Я слаб, так слаб, что даже смотреть на Рут трудно. Перед глазами все плывет, и я хочу взять жену за руку, чтобы не потерять сознание, но знаю, что это невозможно. Я пытаюсь хотя бы припомнить ее прикосновение, но память отказывает.

– Ты слушаешь? – спрашивает она.

Я опускаю веки, борясь с головокружением, но становится еще хуже – перед глазами носятся разноцветные зигзаги.

– Да, – шепчу я.

В горле как будто взрывается фонтан вулканического пепла. Жажда мстительно впивается в меня когтями. Хуже прежнего. Намного хуже. Я ничего не пил больше суток, и мука становится сильней с каждым вздохом.

– Здесь бутылка воды, – вдруг говорит Рут. – Кажется, на полу у меня под ногами.

Голос у нее нежный и певучий, как музыка, и я цепляюсь за него, чтобы не думать об очевидном.

– Откуда ты знаешь?

– Не знаю точно, но где еще ей быть?

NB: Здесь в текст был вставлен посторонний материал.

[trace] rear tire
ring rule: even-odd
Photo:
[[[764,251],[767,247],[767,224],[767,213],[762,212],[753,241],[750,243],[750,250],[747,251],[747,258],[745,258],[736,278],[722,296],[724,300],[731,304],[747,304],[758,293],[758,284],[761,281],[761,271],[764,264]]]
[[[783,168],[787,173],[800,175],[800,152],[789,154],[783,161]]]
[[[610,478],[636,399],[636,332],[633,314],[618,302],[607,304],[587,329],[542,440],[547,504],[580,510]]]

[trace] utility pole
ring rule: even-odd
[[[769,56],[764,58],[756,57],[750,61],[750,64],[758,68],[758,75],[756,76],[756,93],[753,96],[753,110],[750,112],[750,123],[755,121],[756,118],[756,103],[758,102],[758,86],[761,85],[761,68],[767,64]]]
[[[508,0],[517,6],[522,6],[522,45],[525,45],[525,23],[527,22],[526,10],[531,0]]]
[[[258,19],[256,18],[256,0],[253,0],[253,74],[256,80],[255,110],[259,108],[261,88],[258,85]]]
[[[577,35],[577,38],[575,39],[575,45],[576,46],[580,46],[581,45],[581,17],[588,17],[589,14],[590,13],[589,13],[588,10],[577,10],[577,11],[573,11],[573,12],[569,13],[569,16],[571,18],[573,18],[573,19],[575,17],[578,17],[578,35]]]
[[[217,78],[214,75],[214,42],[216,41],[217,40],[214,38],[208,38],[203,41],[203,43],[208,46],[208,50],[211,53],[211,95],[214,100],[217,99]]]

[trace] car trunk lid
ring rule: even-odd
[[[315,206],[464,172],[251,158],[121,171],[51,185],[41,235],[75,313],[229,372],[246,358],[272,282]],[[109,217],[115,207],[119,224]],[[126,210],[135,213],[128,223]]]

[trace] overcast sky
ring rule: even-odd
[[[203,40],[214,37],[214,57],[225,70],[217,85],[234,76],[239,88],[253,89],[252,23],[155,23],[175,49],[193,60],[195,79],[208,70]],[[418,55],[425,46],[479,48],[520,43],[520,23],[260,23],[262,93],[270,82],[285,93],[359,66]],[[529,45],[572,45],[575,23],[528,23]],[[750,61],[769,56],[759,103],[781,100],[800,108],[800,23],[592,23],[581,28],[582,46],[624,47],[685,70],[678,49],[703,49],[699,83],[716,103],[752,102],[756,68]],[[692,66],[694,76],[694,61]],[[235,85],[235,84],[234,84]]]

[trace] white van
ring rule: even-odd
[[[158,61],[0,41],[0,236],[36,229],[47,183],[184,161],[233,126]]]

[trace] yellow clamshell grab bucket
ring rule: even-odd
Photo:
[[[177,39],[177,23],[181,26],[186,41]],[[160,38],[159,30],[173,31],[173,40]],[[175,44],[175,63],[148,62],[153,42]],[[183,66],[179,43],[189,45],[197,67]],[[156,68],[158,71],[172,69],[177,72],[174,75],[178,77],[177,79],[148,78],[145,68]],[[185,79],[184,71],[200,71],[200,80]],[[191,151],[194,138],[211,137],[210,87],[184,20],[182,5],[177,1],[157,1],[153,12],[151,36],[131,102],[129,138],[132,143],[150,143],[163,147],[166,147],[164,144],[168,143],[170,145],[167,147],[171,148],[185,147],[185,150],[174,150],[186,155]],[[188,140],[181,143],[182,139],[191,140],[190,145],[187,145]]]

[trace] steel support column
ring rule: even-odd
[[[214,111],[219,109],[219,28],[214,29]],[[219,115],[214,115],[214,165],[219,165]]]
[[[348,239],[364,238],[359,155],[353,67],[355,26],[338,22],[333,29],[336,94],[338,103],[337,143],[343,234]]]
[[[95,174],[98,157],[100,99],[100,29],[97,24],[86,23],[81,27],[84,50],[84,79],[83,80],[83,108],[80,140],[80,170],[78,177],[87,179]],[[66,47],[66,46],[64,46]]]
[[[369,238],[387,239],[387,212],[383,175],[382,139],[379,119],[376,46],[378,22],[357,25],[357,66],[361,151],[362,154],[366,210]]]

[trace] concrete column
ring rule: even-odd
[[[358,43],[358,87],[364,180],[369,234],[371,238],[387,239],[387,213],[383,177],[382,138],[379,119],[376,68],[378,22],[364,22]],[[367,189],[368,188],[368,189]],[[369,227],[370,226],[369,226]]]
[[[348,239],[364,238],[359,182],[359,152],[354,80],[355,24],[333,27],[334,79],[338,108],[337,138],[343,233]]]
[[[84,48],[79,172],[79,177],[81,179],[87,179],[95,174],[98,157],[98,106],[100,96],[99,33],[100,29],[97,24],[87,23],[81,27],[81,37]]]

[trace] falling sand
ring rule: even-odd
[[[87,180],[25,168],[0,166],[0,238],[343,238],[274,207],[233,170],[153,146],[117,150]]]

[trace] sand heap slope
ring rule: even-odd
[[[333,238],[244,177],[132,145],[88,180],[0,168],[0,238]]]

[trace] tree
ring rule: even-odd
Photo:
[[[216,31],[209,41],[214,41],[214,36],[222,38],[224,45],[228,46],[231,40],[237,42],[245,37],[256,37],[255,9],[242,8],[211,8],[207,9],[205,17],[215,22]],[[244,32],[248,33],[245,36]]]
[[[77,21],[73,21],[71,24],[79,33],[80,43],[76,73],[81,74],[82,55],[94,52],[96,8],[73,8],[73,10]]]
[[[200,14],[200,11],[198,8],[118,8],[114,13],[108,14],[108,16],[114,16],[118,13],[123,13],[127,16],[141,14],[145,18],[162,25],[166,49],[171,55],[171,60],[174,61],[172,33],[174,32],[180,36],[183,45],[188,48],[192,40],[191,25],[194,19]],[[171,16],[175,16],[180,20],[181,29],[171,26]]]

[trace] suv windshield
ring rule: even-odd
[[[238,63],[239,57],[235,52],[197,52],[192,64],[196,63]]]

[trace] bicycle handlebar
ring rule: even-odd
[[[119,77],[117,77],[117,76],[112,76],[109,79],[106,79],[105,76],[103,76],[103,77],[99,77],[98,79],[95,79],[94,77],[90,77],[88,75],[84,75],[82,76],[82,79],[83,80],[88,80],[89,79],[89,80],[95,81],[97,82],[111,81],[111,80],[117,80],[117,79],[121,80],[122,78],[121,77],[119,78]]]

На сиденье ее нет.

«Рут права, – думаю я. – Скорее всего бутылка на полу, но я никоим образом ее не достану».

– Не важно, – говорю я в отчаянии.

– Конечно, важно. Попробуй дотянуться до бутылки.

– Не могу, – отвечаю я. – Я слишком слаб.

Рут задумывается и некоторое время молчит. Мне кажется, что я слышу дыхание жены, а потом понимаю, что это кряхчу я сам. В горле снова запекся ком.